RBC Capital Markets provides a comprehensive look into the Swiss franc (CHF) as the Swiss National Bank (SNB) gears up for its third quarterly meeting of the year. The financial giant discusses its favourite CHF trade and offers an analysis of positioning in CHF pairs, notably USD/CHF.
SNB Meeting Anticipation: The forward curve is currently discounting a 40% chance of an interest rate hike by the SNB. RBC views this as a high estimation and advises investors to view any CHF dip as a repositioning opportunity.
Favorite CHF Trade: RBC highlights that its preferred CHF trade for the year has been long CHF/JPY, expecting this to have more room to run.
USD/CHF Positioning: The market has built up long positions in USD/CHF (+42%), in line with a general build-up of USD longs. RBC notes that EUR typically outperforms CHF as a funding currency according to their carry barometer.
Technical Analysis: USD/CHF has seen a bullish channel breakout above 0.8828, targeting further gains with resistance at 0.9017 and 0.9148. Any pullbacks to 0.8808 and 0.8699 should attract buying interest.
For Forex Traders:
- Currency Strategy: The bullish channel breakout in USD/CHF suggests that traders should keep an eye on specified resistance and support levels. Long USD/CHF positions may be favorable for the time being, but keep in mind the potential for a shift around the SNB meeting.
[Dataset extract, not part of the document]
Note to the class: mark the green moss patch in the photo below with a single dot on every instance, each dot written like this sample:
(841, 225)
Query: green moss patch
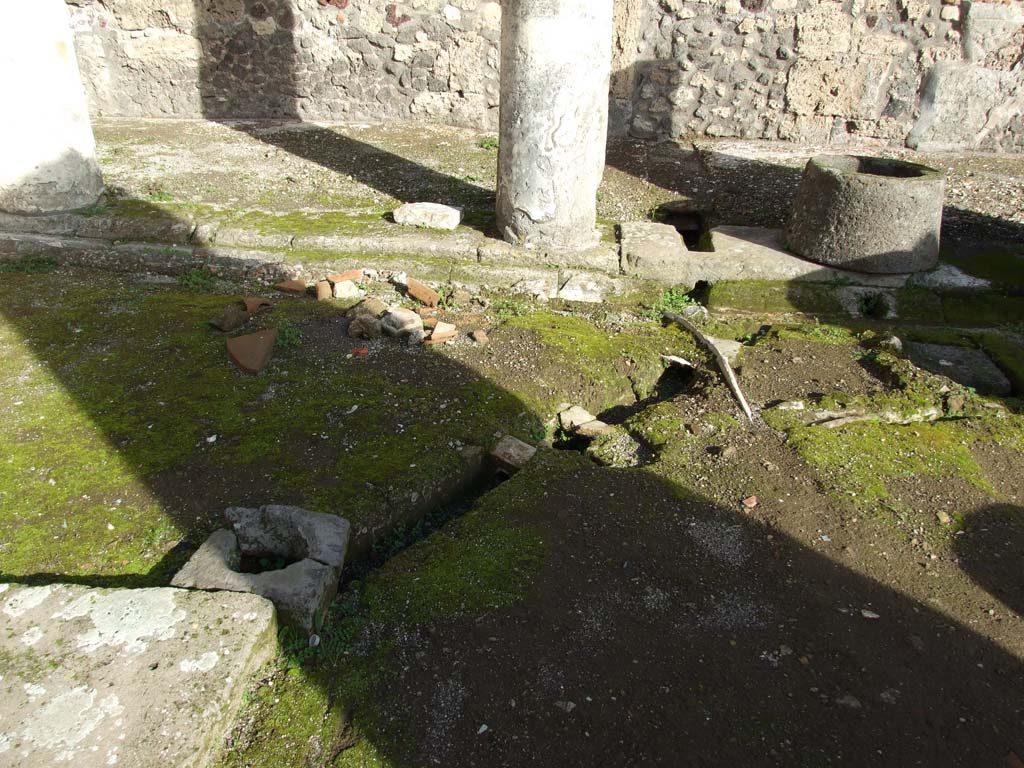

- Investment Implications: A 40% chance of a rate hike may lead to market volatility, making it crucial for investors to stay vigilant, particularly those invested in Swiss assets or currency pairs involving the CHF.
- Monetary Policy: If the SNB opts not to raise rates, it could add another layer of complexity to the global monetary policy landscape, especially considering the stance of other major central banks.
RBC's analysis provides key insights into the CHF landscape, taking into account potential SNB policy changes, market positioning, and technical levels. Traders and investors might find value in adjusting their strategies accordingly.